Some states have up to 20 different types of taxes they impose on businesses, vendors and/or consumers. Add to this the additional taxes imposed by counties, cities and transit districts within each state, and you have a very large tax compliance process and resulting tax liability. The complexity of these taxes is overwhelming and they revolve around the concept of ‘doing business.’

What does ‘doing business’ constitute?
It is precisely that: the amount of activity or business your company conducts in a given state. Federal guidelines measure how much activity is enough to be taxed. This is why bringing in a state tax consultant can relieve headaches.

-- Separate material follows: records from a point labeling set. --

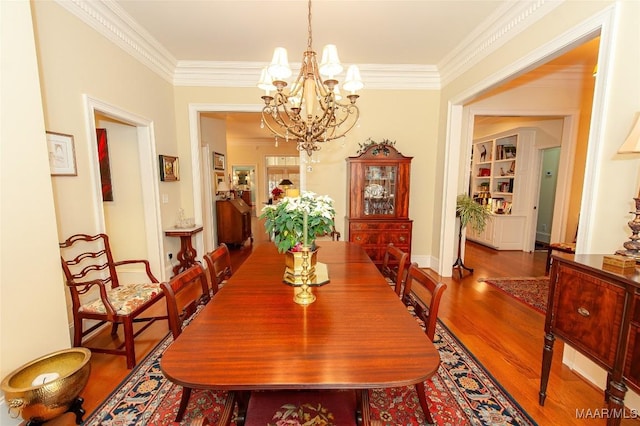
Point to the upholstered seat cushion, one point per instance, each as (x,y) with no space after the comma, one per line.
(301,407)
(124,298)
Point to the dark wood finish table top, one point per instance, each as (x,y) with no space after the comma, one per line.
(252,335)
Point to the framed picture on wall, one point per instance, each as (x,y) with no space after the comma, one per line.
(62,156)
(169,168)
(218,161)
(219,178)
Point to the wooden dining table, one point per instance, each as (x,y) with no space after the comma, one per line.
(253,336)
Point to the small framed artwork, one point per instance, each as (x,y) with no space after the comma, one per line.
(169,168)
(218,161)
(62,156)
(219,178)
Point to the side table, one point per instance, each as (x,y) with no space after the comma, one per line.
(187,254)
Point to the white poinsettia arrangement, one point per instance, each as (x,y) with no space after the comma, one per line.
(285,221)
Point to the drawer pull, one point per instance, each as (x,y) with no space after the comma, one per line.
(583,312)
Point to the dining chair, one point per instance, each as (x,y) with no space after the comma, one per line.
(219,267)
(394,266)
(97,294)
(420,287)
(338,407)
(182,306)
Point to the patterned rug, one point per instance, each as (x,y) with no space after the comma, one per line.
(532,291)
(461,393)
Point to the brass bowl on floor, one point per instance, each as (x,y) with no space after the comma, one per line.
(47,387)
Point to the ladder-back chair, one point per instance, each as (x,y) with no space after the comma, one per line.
(422,295)
(394,267)
(97,293)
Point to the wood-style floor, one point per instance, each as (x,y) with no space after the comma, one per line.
(504,335)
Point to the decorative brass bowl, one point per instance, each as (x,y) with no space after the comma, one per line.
(47,387)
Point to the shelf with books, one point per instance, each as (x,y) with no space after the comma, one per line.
(499,180)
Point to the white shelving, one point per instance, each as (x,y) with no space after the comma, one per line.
(500,180)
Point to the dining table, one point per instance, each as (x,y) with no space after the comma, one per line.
(252,336)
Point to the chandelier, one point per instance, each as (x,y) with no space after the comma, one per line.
(312,110)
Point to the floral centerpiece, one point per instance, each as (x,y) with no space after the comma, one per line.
(276,193)
(287,221)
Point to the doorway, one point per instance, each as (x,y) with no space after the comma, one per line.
(136,131)
(245,183)
(460,126)
(546,195)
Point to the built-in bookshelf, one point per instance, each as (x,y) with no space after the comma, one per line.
(499,180)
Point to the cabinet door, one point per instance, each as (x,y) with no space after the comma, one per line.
(587,313)
(379,188)
(632,361)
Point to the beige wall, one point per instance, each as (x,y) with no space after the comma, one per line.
(33,318)
(75,60)
(413,127)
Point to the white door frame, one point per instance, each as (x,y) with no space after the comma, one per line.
(194,136)
(148,175)
(457,124)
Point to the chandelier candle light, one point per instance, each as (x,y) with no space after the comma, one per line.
(311,112)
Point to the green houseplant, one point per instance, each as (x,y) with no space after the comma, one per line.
(284,221)
(470,213)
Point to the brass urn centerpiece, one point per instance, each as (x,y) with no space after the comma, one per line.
(48,386)
(293,224)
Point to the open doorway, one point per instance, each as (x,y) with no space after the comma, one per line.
(128,135)
(546,195)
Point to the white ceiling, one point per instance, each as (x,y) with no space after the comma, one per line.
(371,33)
(365,31)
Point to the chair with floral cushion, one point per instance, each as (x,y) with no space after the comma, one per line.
(98,295)
(394,265)
(219,267)
(420,286)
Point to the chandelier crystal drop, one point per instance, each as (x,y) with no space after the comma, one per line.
(312,110)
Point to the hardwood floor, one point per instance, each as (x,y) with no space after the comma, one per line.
(504,335)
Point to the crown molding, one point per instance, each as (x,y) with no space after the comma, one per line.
(246,74)
(110,20)
(503,25)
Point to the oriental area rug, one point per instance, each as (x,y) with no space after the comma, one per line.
(461,393)
(532,291)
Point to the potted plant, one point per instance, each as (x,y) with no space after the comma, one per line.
(470,213)
(293,225)
(276,193)
(285,221)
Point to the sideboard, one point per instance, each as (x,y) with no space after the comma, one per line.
(597,312)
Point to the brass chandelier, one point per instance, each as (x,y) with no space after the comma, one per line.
(312,111)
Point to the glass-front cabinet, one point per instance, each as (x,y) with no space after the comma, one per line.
(379,190)
(378,200)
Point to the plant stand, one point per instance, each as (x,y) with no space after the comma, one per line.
(459,263)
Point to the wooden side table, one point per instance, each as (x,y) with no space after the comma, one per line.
(187,254)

Keep in mind, sales tax is among the various taxes that states impose. So whether your salespersons are employees or independent representatives, they may contribute to the company’s sales tax liability. What’s more, if the salesperson is doing more than soliciting sales — such as checking orders, approving credit or taking back bad product — the company may be subject to a corporate net income tax and franchise tax in states where the sales person operates.

How can business owners plan smart with multi-state taxes?
Understanding which states are more forgiving can help you make smart decisions about where you grow your business. Knowing that one state imposes an 8 percent income tax and another imposes 3.5 percent or none at all, where would you build a warehouse? Another example: One state may impose an annual property tax on the value of your inventory while a bordering state may not.

What can business owners do if they realize they have not paid various state taxes for past years?
Most states provide a voluntary disclosure program. Say a business owner discovers through his state tax consultant that he owes 20 years of back pay in state taxes. Because he realized it before the state, he has the ability to enter into an agreement with a state to go back only three years (on average) and pay back taxes. This program usually involves a full abatement of all penalties and maybe partial abatement of interest.

The ability to avoid five, 10 or 15 years of back taxes is a gift states offer business owners. It lifts a tremendous burden. Meanwhile, states are happy to offer such a break, because then they can enroll another business on their tax roll for future collection purposes.

However, if the state finds out first, the 20-year-old bill will be due in full. If you suspect you owe multi-state taxes, get to the bottom of it before a collections bill wipes out your bottom line.

What about opportunities to recoup money if business owners have overpaid sales taxes in a given state?
Companies may inadvertently overpay state taxes, so there could be money left on the table. This is why business owners should take a pro-active approach to examining what they paid in the past to see whether they should seek cash refunds. This is called a reverse-sales-tax audit. It’s better to do this as soon as possible, because once statutes expire, so does the ability to secure a refund.

When businesses take steps to turn multi-state taxes into opportunities to grow smart, they can end up adding to their bottom line rather than watching it drop.